Selamat pagi dan selamat membaca sahabat steemit semuannya.
Sebelumnya setelah pembahasan mengenai sosiologi Aceh sekarang saya akan membahas mengenai “ Antropologi Aceh ”.
Antropologi berasal dari bahasa Yunani anthropos yang berarti “manusia” atau “orang”, dan logos yang berarti wacana. Antropologi juga bisa dikatakan sebagai Ilmu yang mempelajari tentang manusia.
Sejauh ini banyak peneliti-peneliti yang berasal dari luar dan ingin meneliti bagaimana kehidupan di Aceh, bagaimana budaya di Aceh, bagaimana adat istiadat di Aceh dan lain sebagainya. Bahkan saat ini warga asing bebas berkelana di Aceh. Pastinya sebagian dari mereka datang ke Aceh memiliki tujuan. Bahkan sudah menjadi rahasia umum bahwa orang asing menginginkan hasil alam yang berlimpah dari bumi Aceh. terlebih lagi orang Aceh sendiri belum mampu untuk mengambil atau mengelola hasil alamnya sendiri. Dan tentunya ini sangat membahayakan rakyat Aceh dan menguntungkan warga asing.
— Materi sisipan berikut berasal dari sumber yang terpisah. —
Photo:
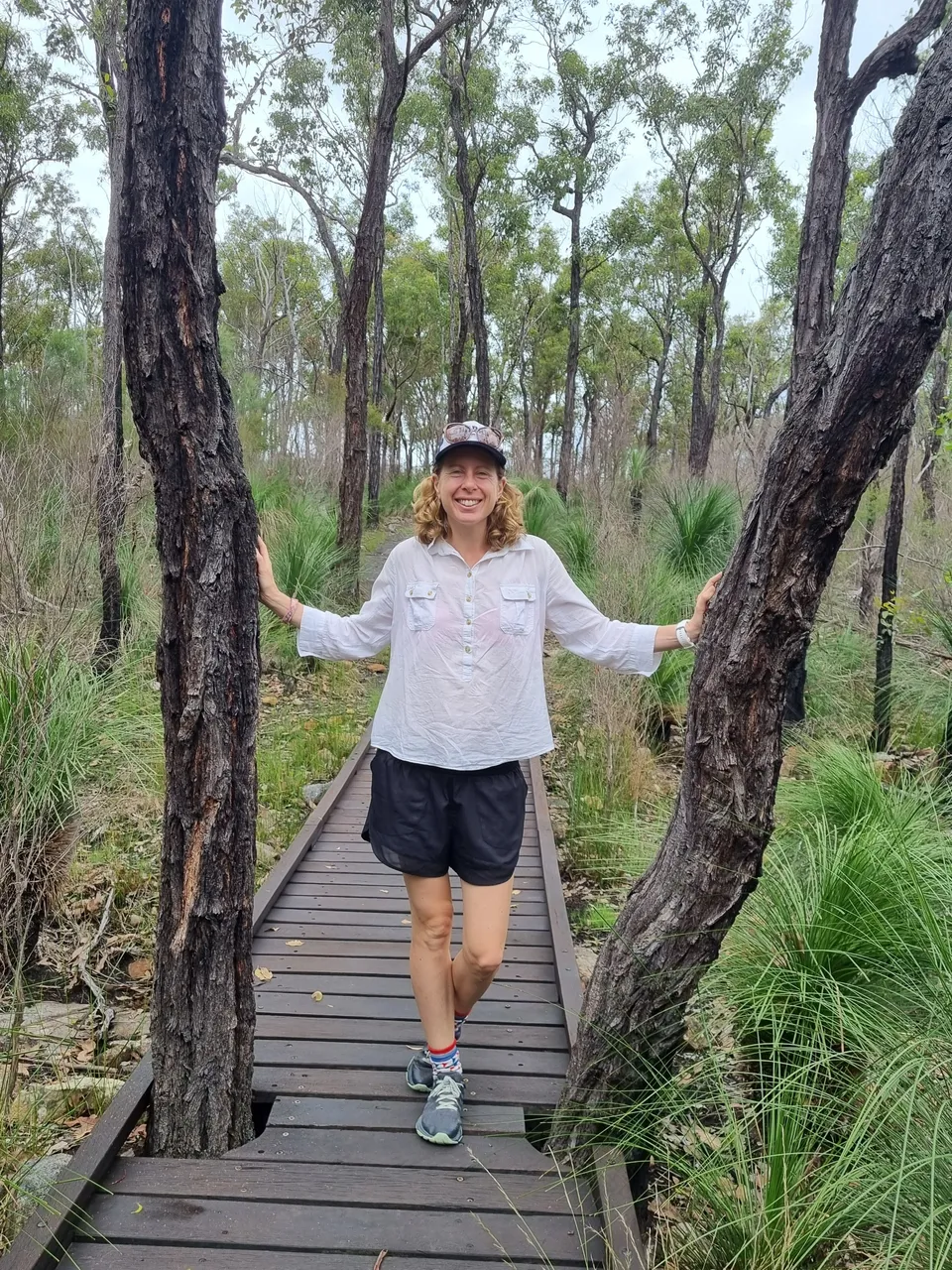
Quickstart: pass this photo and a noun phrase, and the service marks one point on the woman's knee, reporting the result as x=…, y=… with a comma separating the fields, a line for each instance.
x=484, y=959
x=434, y=926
Pentingnya kita mempelajari antropologi salah satunya agar kita dapat memahami bagaimana perilaku orang asing. Dan dengan itu kita mampu menjaga bumi Aceh kita yang tercinta ini.
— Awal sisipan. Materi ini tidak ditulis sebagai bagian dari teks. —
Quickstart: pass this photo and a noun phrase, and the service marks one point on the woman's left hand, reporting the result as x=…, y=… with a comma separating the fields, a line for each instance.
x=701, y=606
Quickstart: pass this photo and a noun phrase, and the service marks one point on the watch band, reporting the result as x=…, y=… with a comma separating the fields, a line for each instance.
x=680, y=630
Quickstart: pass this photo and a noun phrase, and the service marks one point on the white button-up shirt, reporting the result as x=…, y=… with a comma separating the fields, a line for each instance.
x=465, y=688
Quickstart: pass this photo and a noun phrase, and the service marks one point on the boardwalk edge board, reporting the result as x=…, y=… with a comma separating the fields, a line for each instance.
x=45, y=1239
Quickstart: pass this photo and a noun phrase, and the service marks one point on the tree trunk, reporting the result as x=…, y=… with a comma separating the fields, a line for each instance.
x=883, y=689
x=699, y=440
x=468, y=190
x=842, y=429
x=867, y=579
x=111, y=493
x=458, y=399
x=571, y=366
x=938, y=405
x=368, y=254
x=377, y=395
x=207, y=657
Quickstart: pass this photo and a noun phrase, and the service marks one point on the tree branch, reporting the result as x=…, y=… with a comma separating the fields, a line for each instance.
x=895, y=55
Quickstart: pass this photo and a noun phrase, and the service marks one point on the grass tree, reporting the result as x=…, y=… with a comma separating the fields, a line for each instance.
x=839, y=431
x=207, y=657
Seorang antropolog Belanda bernama Christiaan Snouck Hurgronje, memiliki pengaruh besar terhadap Aceh dengan berbagai karya yang ia tuliskan salah satunya yaitu mengenai social-budaya. Namun hal itu malah menjadi bencana bagi rakyat Aceh karena dengan ilmu antropologi yang ia miliki justru telah merusak tatanan social masyarakat Aceh seperti adat meukuta alam. Adat yang selama ini telah dibangun berdasarkan syariat islam di Aceh kini telah surut dan runtuh akibat studinya mengenai antropologi di Aceh. Bahkan Snouck Hurgronje ingin mengkerdilkan Aceh sebelum abad ke-16.
Maka dari itu pentingnya kita mempelajari ilmu antropologi agar kita bisa memahami sikap atau prilaku, dan budaya masyarakat luar yang ingin menghancurkan bumi Aceh tercinta ini. Kajian antropologi Aceh juga merupakan salah satu bentuk upaya kita agar bisa lebih memahami kebudayaan yang orang Aceh hasilkan sendiri sehingga jati diri ke Aceh-an kita masih tetap utuh dan terjaga.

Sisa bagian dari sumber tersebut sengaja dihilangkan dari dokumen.